CS will be marked to the user as completed only if its fence completed
and multi CS handling is done.
Signed-off-by: Dani Liberman <dliberman@habana.ai>
Reviewed-by: Oded Gabbay <ogabbay@kernel.org>
Signed-off-by: Oded Gabbay <ogabbay@kernel.org>
---
.../habanalabs/common/command_submission.c | 20 ++++++++++++++++++-
drivers/misc/habanalabs/common/habanalabs.h | 4 ++++
2 files changed, 23 insertions(+), 1 deletion(-)
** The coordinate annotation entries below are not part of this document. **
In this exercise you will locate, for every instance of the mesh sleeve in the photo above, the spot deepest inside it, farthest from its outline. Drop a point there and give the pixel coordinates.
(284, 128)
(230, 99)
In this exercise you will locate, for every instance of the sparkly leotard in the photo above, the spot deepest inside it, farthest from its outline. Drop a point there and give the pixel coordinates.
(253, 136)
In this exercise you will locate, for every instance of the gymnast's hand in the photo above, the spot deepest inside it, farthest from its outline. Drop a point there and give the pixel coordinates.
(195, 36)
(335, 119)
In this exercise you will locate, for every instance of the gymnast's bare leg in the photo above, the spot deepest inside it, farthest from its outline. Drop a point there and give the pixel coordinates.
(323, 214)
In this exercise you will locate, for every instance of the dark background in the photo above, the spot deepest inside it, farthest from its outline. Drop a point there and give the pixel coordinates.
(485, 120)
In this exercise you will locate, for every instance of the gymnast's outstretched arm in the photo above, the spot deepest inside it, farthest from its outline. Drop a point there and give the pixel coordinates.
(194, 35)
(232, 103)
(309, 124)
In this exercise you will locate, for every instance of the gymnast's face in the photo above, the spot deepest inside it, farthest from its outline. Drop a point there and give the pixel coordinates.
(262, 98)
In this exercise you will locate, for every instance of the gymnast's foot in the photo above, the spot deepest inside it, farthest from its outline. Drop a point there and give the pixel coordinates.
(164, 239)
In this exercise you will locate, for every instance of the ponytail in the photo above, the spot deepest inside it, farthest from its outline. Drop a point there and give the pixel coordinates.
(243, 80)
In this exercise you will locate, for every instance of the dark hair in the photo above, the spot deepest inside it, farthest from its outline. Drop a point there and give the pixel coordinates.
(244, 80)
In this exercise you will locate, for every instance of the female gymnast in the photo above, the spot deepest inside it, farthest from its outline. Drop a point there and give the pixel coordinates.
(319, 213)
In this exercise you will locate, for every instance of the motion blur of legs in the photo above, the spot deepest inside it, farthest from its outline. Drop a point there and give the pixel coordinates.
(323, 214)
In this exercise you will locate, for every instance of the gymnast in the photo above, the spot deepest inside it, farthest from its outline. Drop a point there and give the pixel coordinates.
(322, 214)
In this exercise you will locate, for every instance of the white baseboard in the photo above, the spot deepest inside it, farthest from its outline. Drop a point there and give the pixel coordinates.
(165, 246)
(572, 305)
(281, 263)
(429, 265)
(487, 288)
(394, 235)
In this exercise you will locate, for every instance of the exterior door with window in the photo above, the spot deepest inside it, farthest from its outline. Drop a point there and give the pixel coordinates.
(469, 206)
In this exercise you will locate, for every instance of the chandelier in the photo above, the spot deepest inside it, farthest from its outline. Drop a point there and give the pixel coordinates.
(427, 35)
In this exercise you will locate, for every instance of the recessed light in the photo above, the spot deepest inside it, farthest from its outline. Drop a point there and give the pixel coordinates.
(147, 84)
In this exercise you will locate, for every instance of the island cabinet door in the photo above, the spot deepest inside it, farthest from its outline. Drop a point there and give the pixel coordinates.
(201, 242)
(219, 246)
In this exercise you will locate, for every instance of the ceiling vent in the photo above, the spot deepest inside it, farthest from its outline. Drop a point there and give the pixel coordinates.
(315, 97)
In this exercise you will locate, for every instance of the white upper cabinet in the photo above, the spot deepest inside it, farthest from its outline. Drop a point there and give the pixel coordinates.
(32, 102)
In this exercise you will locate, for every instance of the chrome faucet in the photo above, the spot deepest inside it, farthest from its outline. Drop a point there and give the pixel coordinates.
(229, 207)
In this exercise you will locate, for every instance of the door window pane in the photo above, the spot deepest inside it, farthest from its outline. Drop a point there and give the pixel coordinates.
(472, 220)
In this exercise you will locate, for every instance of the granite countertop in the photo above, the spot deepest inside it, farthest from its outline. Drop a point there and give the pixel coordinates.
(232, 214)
diff --git a/drivers/misc/habanalabs/common/command_submission.c b/drivers/misc/habanalabs/common/command_submission.c
index 4bc24852a283..8e4dc1441fff 100644
--- a/drivers/misc/habanalabs/common/command_submission.c
+++ b/drivers/misc/habanalabs/common/command_submission.c
@@ -143,6 +143,7 @@ static void hl_fence_init(struct hl_fence *fence, u64 sequence)
fence->cs_sequence = sequence;
fence->error = 0;
fence->timestamp = ktime_set(0, 0);
+ fence->mcs_handling_done = false;
init_completion(&fence->completion);
}
@@ -535,10 +536,21 @@ static void complete_multi_cs(struct hl_device *hdev, struct hl_cs *cs)
mcs_compl->timestamp =
ktime_to_ns(fence->timestamp);
complete_all(&mcs_compl->completion);
+
+ /*
+ * Setting mcs_handling_done inside the lock ensures
+ * at least one fence have mcs_handling_done set to
+ * true before wait for mcs finish. This ensures at
+ * least one CS will be set as completed when polling
+ * mcs fences.
+ */
+ fence->mcs_handling_done = true;
}
spin_unlock(&mcs_compl->lock);
}
+ /* In case CS completed without mcs completion initialized */
+ fence->mcs_handling_done = true;
}
static inline void cs_release_sob_reset_handler(struct hl_device *hdev,
@@ -2372,7 +2384,13 @@ static int hl_cs_poll_fences(struct multi_cs_data *mcs_data)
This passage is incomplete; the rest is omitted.